Californians are split over a high-profile voter initiative that opponents say could complicate the future of President Barack Obama ’s health-care law in one of the states that has gone furthest to embrace it.
Proposition 45 would grant California’s insurance commissioner new powers to veto health-insurance premium increases for individual and small-group policies, a popular sentiment in a state that has seen large rate jumps in the past, though they have recently moderated.
Some prominent Democrats, including Sens. Dianne Feinstein and Barbara Boxer, have endorsed the measure, which would also grant citizens and outside groups the power to delay health-insurance rate increases by requesting a government review.
The measure is strongly opposed by health insurers, who have donated tens of millions of dollars to defeat it. Opponents say the measure could hamper efforts to further implement the health-care law in California, which spent more time and money than any other state building its insurance exchange, Covered California. They say Covered California’s power to negotiate with insurers on behalf of consumers would be weakened, and that federal subsidies could be hard to price for many of the low-income people who dominate the exchange.
“It starts to raise very serious questions about the certainty of what Covered California will be able to negotiate with the insurance companies…and even whether some plans will be available,” said Rep. George Miller (D., Calif.), one of the Affordable Care Act’s co-authors. “The problem is Prop 45 was written before we got to the final stages here” of the ACA.

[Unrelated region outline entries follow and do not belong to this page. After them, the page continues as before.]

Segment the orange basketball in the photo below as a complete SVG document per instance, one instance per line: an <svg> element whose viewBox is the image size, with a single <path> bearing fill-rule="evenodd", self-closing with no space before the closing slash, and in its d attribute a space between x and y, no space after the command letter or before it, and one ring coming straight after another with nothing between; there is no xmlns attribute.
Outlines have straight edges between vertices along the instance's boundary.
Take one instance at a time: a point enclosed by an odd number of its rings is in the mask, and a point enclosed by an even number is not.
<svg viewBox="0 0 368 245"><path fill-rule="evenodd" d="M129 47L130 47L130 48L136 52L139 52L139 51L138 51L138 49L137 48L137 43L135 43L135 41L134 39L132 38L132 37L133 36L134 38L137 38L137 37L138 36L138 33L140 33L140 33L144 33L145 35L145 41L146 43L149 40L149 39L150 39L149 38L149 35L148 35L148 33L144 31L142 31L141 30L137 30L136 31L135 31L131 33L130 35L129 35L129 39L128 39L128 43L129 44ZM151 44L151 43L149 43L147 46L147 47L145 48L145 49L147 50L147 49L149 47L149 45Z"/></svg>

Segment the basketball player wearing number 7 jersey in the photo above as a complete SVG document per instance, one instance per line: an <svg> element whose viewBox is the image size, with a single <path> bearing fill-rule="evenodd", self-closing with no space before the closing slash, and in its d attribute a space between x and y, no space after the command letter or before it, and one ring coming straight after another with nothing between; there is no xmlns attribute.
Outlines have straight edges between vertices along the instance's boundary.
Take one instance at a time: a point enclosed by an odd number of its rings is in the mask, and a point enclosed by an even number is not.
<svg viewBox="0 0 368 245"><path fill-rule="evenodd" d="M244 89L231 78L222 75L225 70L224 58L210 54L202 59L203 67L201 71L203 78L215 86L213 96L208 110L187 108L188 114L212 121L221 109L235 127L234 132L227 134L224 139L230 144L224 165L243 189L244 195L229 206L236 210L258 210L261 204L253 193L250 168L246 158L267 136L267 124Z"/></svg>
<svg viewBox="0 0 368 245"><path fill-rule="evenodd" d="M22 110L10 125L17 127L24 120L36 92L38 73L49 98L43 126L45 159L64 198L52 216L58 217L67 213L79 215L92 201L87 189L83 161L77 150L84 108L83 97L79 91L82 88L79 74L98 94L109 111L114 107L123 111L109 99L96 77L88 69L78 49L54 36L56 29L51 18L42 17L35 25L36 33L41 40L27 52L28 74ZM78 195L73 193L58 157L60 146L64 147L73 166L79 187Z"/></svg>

Prop 45 was originally drafted for the 2012 election, but the measure failed to qualify for the ballot in time. Since then, Covered California has become the most robust exchange in the country, signing up 1.4 million people during the last enrollment period.
The new powers under Prop 45 would broadly enhance the influence of Dave Jones, the Democratic state insurance commissioner. Since taking office in 2011, he has said that a missing piece of the health law was the lack of authority to reject insurance rate increases.
The idea of imposing tighter controls on the insurance industry is popular in California, where a 39% rate increase proposed by Anthem Inc. drew national attention just as the debate in Congress over the ACA was heating up. The most recent poll about Prop 45 from Field Research Corp. showed 41% of California registered voters in favor, 26% opposed and the number unsure at 33%.
Mr. Jones has run a populist campaign in favor of Prop 45, saying his opponents are either aligned with the insurance industry or ideologically opposed to controlling rate increases. In an interview, Mr. Jones said the new powers would enhance the exchange’s negotiating power and called them “entirely consistent with the Affordable Care Act.”
Opponents say the state already has a complicated regulatory structure, with some health plans overseen by the state’s Department of Managed Health Care, others by the insurance commissioner and another group of plans covered by Medi-Cal Managed Care. “We’ve got three-plus layers of regulation as it is,” said Susan Kennedy, a Democrat on Covered California’s five-member board. “Adding another layer of regulation—with conflicting regulatory powers and objectives—is another example of California’s schizophrenic policy-making through the initiative process.”
Mr. Jones’s partner in the Prop 45 fight is a longtime foe of the insurance industry, the nonprofit Consumer Watchdog of Santa Monica, which wrote the popular 1988 initiative that gave Mr. Jones’s office the power to regulate rate increases in auto and property insurance.
Opponents of the measure paid $50,000 for Jon Kingsdale, a former executive director of the Massachusetts exchange who now works for health-care consultancy Wakely, to produce a report that focused on the role of outside groups in California’s insurance system. The report concluded that about 5.6% of premium increases for auto and property insurance are challenged by outside groups, resulting in delays of about a year.
Such delays could upend the state’s ability to price consumer subsidies offered by the ACA, according to independent experts who have read Mr. Kingsdale’s report. “It creates the potential for serious complications with respect to Covered California,” said Larry Levitt, senior vice president at the nonprofit Kaiser Family Foundation. “There are major concerns.”
Jamie Court, president of Consumer Watchdog, contested Mr. Kingsdale’s findings, saying health insurers would be motivated to resolve challenges from an outside group quickly, given the nature of the enrollment process. He said other states, such as Connecticut, Maryland and New York, have all been successful at operating exchanges while at the same time maintaining the authority to regulate rates.
The health-insurance industry has thrown its financial weight against the measure. Kaiser Permanente, WellPoint Inc. and Blue Shield of California are among the largest contributors to the “no” campaign, Californians Against Higher Health Care Costs, which has raised $37.6 million to defeat the initiative, according to MapLight, a nonpartisan, nonprofit organization that tracks campaign contributions. Kaiser, Blue Shield and WellPoint declined to comment, referring calls to the campaign.